L’annonce de la fermeture de l’obstétrique et de la pédiatrie pour la durée de l’été au centre hospitalier de Dolbeau-Mistassini a suscité de vives réactions dans le milieu. Un coup dur à encaisser pour les usagers, mais qui était inévitable dans les circonstances.

Le manque de main-d’œuvre a une fois de plus frappé et les services ont dû être interrompus pour l’été. Les employés en place ont bien tenté de tenir le fort aussi longtemps que possible, mais ce n’était plus réaliste de continuer.

Au CIUSSS du Saguenay-Lac-Saint-Jean, on explique qu’il faut une vingtaine de personnes pour faire fonctionner adéquatement les départements d’obstétrique et de pédiatrie de l’hôpital de Dolbeau-Mistassini.
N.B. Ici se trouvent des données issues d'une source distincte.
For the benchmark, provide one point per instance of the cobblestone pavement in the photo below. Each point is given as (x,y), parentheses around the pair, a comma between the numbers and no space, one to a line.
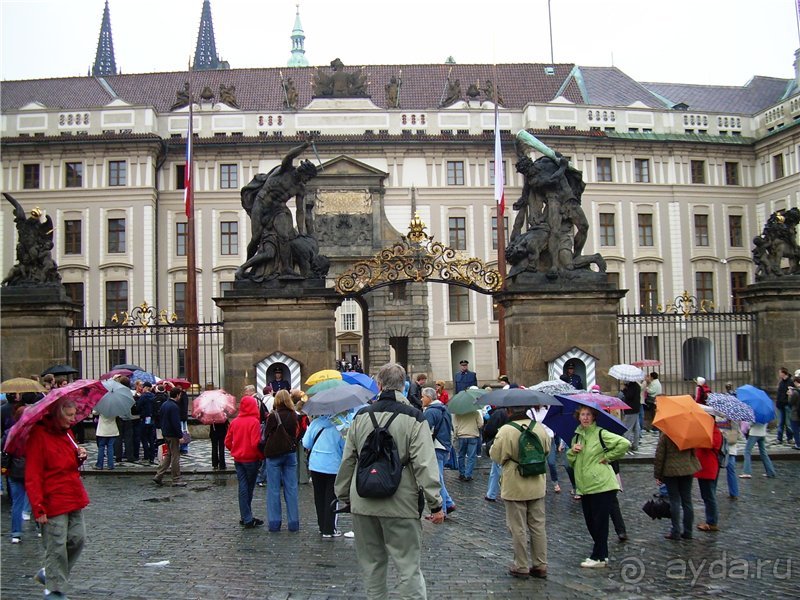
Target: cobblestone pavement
(132,524)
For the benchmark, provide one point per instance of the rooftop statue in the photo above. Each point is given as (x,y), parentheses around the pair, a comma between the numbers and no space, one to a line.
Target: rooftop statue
(550,227)
(340,84)
(35,264)
(776,242)
(278,250)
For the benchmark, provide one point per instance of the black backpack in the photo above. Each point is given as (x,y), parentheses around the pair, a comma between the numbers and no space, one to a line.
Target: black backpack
(379,469)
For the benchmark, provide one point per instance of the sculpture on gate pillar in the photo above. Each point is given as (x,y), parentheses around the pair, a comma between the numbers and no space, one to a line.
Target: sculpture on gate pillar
(550,227)
(776,242)
(278,250)
(35,264)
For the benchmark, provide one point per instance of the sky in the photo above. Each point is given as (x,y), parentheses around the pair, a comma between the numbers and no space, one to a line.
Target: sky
(724,42)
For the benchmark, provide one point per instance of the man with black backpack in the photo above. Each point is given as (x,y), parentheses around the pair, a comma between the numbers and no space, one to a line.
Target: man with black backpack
(521,447)
(388,474)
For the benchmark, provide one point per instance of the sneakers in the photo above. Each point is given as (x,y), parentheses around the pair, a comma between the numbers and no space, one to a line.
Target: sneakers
(591,563)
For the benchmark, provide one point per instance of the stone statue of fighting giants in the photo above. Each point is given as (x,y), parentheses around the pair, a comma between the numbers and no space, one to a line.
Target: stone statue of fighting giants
(550,227)
(278,250)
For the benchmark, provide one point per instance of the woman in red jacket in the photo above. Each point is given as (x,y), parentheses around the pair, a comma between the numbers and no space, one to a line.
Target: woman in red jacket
(57,495)
(707,480)
(242,439)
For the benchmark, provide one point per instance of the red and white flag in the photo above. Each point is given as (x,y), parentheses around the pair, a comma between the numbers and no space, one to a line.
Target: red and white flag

Or, il manque déjà deux équivalents à temps complet en plus du personnel qui est soit en maladie ou encore en retrait préventif en raison de leur condition de santé.

« Il s’agit d’un secteur fragilisé, dans le sens où avec le personnel en place, nous ne sommes pas en mesure de faire face à une seule absence, congé ou départ sans qu’il y ait des répercussions, notamment avec la période des vacances estivales et la situation de pandémie », indique Caroline Lavoie, agente d’information au CIUSSS.
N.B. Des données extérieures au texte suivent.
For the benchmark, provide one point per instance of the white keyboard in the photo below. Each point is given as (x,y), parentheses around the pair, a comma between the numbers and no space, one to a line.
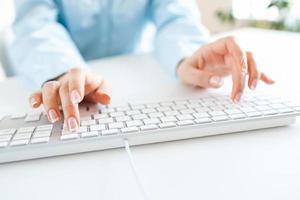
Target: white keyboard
(28,136)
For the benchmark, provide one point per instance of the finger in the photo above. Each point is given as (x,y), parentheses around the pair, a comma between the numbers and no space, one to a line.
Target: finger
(35,99)
(92,83)
(70,110)
(238,59)
(254,74)
(201,78)
(76,84)
(101,95)
(240,68)
(266,79)
(50,95)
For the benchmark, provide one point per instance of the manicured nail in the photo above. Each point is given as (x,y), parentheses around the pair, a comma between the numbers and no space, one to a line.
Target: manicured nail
(253,84)
(216,81)
(75,97)
(237,98)
(53,117)
(33,102)
(72,124)
(105,97)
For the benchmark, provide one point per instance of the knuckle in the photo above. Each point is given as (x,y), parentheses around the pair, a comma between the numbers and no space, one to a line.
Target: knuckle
(249,54)
(50,85)
(75,70)
(231,39)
Celle-ci ajoute qu’avant de suspendre les services, différentes avenues ont été explorées, comme l’horaire 7/7, l’horaire de 12 heures, les déplacements de personnel, etc.
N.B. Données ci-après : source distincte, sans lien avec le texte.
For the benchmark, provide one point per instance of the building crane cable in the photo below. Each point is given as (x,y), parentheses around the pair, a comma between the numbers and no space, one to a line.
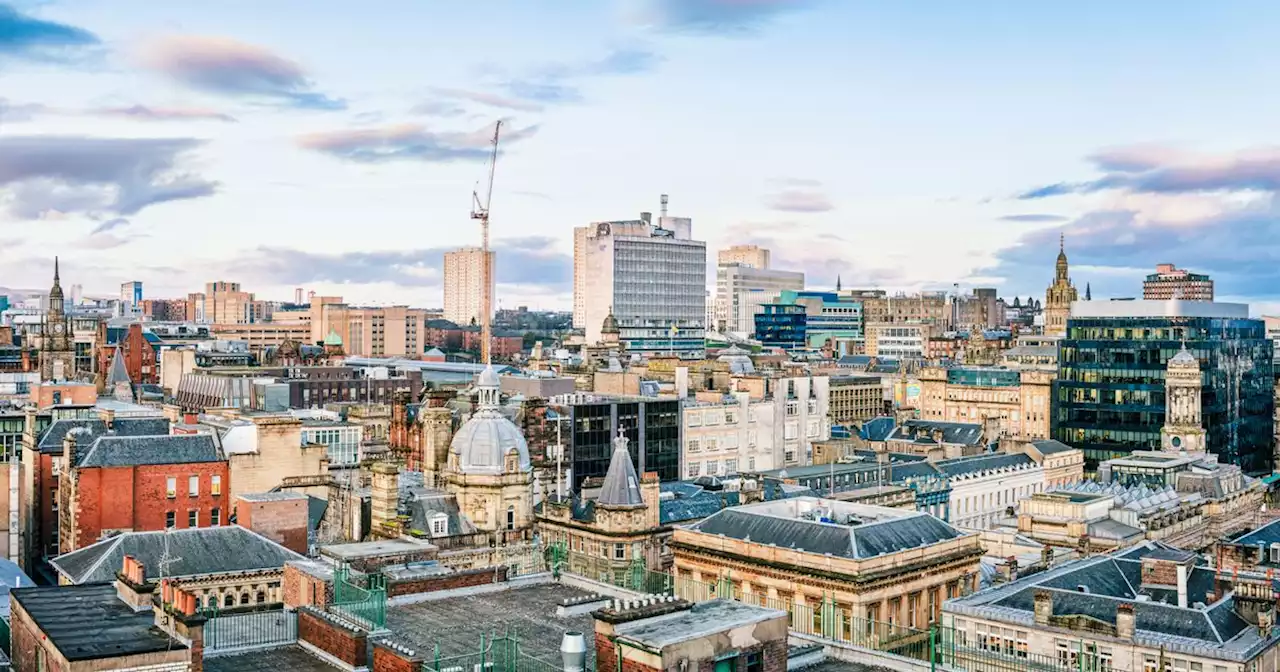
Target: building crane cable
(480,210)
Le syndicat et la direction ont examiné de nombreux scénarios, mais ont dû se résoudre à la suspension des services.

« La charge de travail était trop importante. Il y a plus de 50% du membership qui est en maladie ou encore en retrait préventif, alors on se retrouve avec trop peu de gens pour travailler. On a eu beau regarder tous les scénarios possibles avec l’employeur, il n’y avait pas d’autres options possibles, et ce, tant pour la sécurité des patients que des professionnelles en soins », précise la présidente régionale de la FIQ, Julie Bouchard.

Récurrent

La suspension des activités du service d’obstétrique est une histoire récurrente à Dolbeau-Mistassini. Le défi demeure entier, mais la COVID-19 a eu un réel impact.

Des personnes immunosupprimées, enceintes ou ayant certaines conditions de santé ont dû être retirées préventivement.

« Même si ce sont seulement quelques personnes, sur une petite équipe, ça a un gros impact. La COVID explique une partie de la situation, mais il reste que l’on a un problème d’attraction et de rétention à Dolbeau-Mistassini. Il y aura un très gros travail à faire pour le long terme », affirme Julie Bouchard.

Chose certaine, ce n’est pas faute de bonne volonté, ajoute-t-elle, puisque dans tout le réseau du CIUSSS, c’est au centre hospitalier de Dolbeau-Mistassini que les membres du syndicat émettent le plus de disponibilités pour travailler.